Abstract
Semantic concept hierarchy is still under-explored for semantic segmentation due to the inefficiency and complicated
optimization of incorporating structural inference into dense
prediction. This lack of modeling semantic correlations also
makes prior works must tune highly-specified models for
each task due to the label discrepancy across datasets. It
severely limits the generalization capability of segmentation
models for open set concept vocabulary and annotation utilization. In this paper, we propose a Dynamic-Structured
Semantic Propagation Network (DSSPN) that builds a semantic neuron graph by explicitly incorporating the semantic
concept hierarchy into network construction. Each neuron
represents the instantiated module for recognizing a specific
type of entity such as a super-class (e.g. food) or a specific
concept (e.g. pizza). During training, DSSPN performs the
dynamic-structured neuron computation graph by only activating a sub-graph of neurons for each image in a principled
way. A dense semantic-enhanced neural block is proposed
to propagate the learned knowledge of all ancestor neurons
into each fine-grained child neuron for feature evolving.

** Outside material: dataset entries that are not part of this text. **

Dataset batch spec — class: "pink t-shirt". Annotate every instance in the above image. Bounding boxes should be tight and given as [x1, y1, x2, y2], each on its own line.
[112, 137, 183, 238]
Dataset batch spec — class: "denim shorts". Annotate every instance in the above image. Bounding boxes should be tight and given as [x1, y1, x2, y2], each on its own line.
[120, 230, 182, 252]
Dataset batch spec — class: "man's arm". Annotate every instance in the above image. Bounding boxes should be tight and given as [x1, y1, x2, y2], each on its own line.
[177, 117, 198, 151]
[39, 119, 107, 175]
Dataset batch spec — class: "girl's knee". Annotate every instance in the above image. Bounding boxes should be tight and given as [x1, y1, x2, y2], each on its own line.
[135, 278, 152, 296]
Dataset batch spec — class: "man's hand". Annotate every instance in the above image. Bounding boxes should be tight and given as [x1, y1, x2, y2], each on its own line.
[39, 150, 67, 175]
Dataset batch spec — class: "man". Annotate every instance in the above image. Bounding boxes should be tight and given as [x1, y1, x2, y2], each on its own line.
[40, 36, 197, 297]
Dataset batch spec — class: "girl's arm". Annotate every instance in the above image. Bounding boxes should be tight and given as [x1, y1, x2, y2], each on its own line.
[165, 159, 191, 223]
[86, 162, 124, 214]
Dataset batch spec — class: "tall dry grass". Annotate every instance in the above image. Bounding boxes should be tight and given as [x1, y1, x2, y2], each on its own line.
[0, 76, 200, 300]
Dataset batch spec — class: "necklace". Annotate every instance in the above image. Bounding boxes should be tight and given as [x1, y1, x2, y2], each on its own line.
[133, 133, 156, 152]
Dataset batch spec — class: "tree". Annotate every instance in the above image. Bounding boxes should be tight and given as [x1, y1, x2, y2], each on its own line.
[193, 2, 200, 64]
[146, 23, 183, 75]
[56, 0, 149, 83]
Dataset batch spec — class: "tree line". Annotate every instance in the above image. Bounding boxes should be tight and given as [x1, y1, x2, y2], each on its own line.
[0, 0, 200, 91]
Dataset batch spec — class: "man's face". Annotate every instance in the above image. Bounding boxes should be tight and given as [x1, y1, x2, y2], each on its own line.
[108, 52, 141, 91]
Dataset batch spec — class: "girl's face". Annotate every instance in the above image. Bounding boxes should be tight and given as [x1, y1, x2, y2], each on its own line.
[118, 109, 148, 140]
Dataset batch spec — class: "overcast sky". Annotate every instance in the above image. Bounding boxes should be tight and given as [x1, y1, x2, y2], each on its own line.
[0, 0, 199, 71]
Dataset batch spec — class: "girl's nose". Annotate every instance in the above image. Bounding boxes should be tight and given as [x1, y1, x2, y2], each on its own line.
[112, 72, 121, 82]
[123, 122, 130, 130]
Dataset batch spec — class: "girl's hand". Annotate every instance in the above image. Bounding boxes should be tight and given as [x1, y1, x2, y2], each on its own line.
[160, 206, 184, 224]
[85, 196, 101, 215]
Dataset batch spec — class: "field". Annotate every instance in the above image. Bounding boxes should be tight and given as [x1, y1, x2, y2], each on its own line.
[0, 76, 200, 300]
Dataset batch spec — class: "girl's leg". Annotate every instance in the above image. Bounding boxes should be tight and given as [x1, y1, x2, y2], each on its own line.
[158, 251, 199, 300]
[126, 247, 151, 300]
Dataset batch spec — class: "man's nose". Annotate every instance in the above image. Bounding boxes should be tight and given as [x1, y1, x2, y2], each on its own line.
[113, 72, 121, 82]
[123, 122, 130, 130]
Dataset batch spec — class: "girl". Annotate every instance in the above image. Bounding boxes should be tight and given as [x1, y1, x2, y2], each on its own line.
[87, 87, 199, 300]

Another merit of such semantic explainable structure is the
ability of learning a unified model concurrently on diverse
datasets by selectively activating different neuron sub-graphs
for each annotation at each step. Extensive experiments on
four public semantic segmentation datasets (i.e. ADE20K,
COCO-Stuff, Cityscape and Mapillary) demonstrate the superiority of our DSSPN over state-of-the-art segmentation
models. Moreoever, we demonstrate a universal segmentation model that is jointly trained on diverse datasets can
surpass the performance of the common fine-tuning scheme
for exploiting multiple domain knowledge